Une tradition qui perdure

Derrière une porte en verre assez discrète du centre-ville, se cache l’un des plus vieux salons de coiffure/barbier pour homme de Grasse : Enzo Coiffure. Carrelage en marbre, lambris, fauteuils en cuir, portraits de stars en noir et blanc, bienvenue dans l’univers authentique d’un barbershop des seventies.

Sur la gauche, une vitrine rectangulaire retrace l’évolution de la profession à travers les différentes tondeuses et lames de rasoir d’antan qui sont exposées. Fondé le 1er octobre 1970 par Francis Pellegrin, le salon est aujourd’hui un lieu incontournable de la ville. Repris en 1982 par Antonino Valenti, c’est son fils, Vincenzo, qui est actuellement aux commandes de l’affaire familiale. Un savoir faire et une technique transmise de père en fils. « Mon père m’a tout appris. J’ai commencé à venir au salon à 12 ans pour me familiariser avec le matériel. Au début, je m’entraînais à raser sur un ballon de baudruche. L’éclater revenait à couper le client ». Aujourd’hui, la technique est parfaitement assimilée. Barbe courte, longue, de trois jours, le fameux bouc ou encore la barbiche… tout est au menu et permet de satisfaire une clientèle très large.

Certains clients viennent de Nice et n’hésitent pas à se rendre régulièrement au salon. (Crédit photo : Tom Ferrero)

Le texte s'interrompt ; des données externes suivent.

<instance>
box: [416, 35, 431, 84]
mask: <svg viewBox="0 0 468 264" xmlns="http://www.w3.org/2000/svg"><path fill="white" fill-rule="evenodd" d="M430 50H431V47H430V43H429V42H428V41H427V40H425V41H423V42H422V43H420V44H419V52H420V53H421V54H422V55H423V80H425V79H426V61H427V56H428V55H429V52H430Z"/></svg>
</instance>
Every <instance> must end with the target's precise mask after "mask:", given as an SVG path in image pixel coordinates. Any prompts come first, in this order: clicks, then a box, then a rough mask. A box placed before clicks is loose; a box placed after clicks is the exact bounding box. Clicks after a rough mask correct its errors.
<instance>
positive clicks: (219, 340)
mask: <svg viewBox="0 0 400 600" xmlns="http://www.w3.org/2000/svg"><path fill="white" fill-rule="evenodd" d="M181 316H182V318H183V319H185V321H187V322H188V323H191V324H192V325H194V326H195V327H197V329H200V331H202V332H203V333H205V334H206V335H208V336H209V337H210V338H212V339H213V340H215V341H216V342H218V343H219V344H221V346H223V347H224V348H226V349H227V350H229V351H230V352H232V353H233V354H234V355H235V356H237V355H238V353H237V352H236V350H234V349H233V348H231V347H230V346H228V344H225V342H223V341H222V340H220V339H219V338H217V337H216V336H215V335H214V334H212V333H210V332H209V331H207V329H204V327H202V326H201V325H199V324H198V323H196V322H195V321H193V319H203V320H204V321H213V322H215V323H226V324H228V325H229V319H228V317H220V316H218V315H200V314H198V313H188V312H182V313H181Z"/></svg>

Certains clients viennent de Nice et n’hésitent pas à se rendre régulièrement au salon. (Crédit photo : Tom Ferrero)

Une ambiance  conviviale se dégage du  salon. Les passants s’arrêtent régulièrement devant la vitrine et saluent le propriétaire. Ici, on est avant tout un bon ami avant d’être un client. « Je me décris comme un coiffeur de quartier et de proximité. Le contact humain est primordial. Le plus important, c’est d’avoir la reconnaissance des habitants de ta ville. Le client n’est pas qu’un chiffre, c’est avant tout une personne avec qui on échange ». Dans un contexte économique difficile, Vincenzo se singularise également par son optimisme quant à l’avenir de sa ville. « Ce sont nous, les commerçants, qui devons valoriser Grasse et véhiculer une image attractive pour les habitants et les touristes. Il ne faut pas être pessimiste. Je suis persuadé que ça va aller de mieux en mieux ».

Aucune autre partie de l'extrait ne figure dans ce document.